Some of his best plays stem from his extraordinary reading of the game and footballing IQ, utilising brains and broad with sheer pace to beat his opponent and set up his teammates at the same time. Even though he started off his career as a left-winger, he is now more of a striker and a false nine that has enough positional freedom to roam the final third almost to his heart’s extent.
Being under development under Simeone for years, defending and doing it wholeheartedly and above all else, proficiently, is no stranger to this forward as he tends to both drop deep to assist in the defensive duties as well as initiate transitions and regaining of possession.
In short, Griezmann is the whole package and mostly a rarity in today’s market. We’ll now go through his most prominent traits and do an analysis on them in detail.
Positioning and movement
One of the key aspects of a lethal forward is his positioning. Griezmann is great at creating and exploiting space as he will often position himself or rather, reposition himself according to the need of a certain scenario. As a general rule of thumb, and in a more familiar system like Simeone’s, the Frenchman will mostly be found in-between the lines and as the deeper forward of the striking tandem up front.
In that sense, we can actually regard Griezmann as a false nine striker of sorts that oscillates between various different positions on the pitch and often moves freely inside them, giving the good old 4-4-2 some added fluidity and creativity.

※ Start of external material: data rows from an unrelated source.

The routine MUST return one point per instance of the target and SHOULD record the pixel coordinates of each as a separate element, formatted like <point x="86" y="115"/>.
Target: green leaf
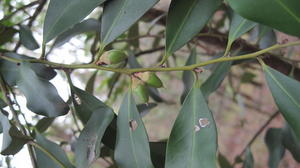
<point x="43" y="124"/>
<point x="85" y="104"/>
<point x="132" y="147"/>
<point x="215" y="79"/>
<point x="88" y="25"/>
<point x="2" y="103"/>
<point x="291" y="143"/>
<point x="6" y="34"/>
<point x="193" y="139"/>
<point x="238" y="27"/>
<point x="119" y="15"/>
<point x="133" y="33"/>
<point x="88" y="145"/>
<point x="186" y="19"/>
<point x="10" y="70"/>
<point x="282" y="15"/>
<point x="13" y="140"/>
<point x="153" y="92"/>
<point x="273" y="140"/>
<point x="91" y="82"/>
<point x="249" y="160"/>
<point x="223" y="161"/>
<point x="188" y="76"/>
<point x="44" y="161"/>
<point x="42" y="97"/>
<point x="27" y="39"/>
<point x="63" y="14"/>
<point x="286" y="93"/>
<point x="267" y="37"/>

The above image shows how that looks on paper and below you can see examples of Griezmann on the pitch. A couple of things that have to be noted in his positioning schemes are: a) He moves a lot and swaps positions with his teammates regularly and b) Most of the time he will drop deeper with back turned to the opponent’s goal (and open body so as to be able to receive the ball easier), with an aim to provide a link-up and assist the build-up of his team.
Here, you can see him dropping deeper with back turned to the goal as he drifts in-between the lines in order to open a new passing channel. From that area, he can receive the ball easier due to his good positioning and he is also in a good spot to progress the ball into other areas from there as well.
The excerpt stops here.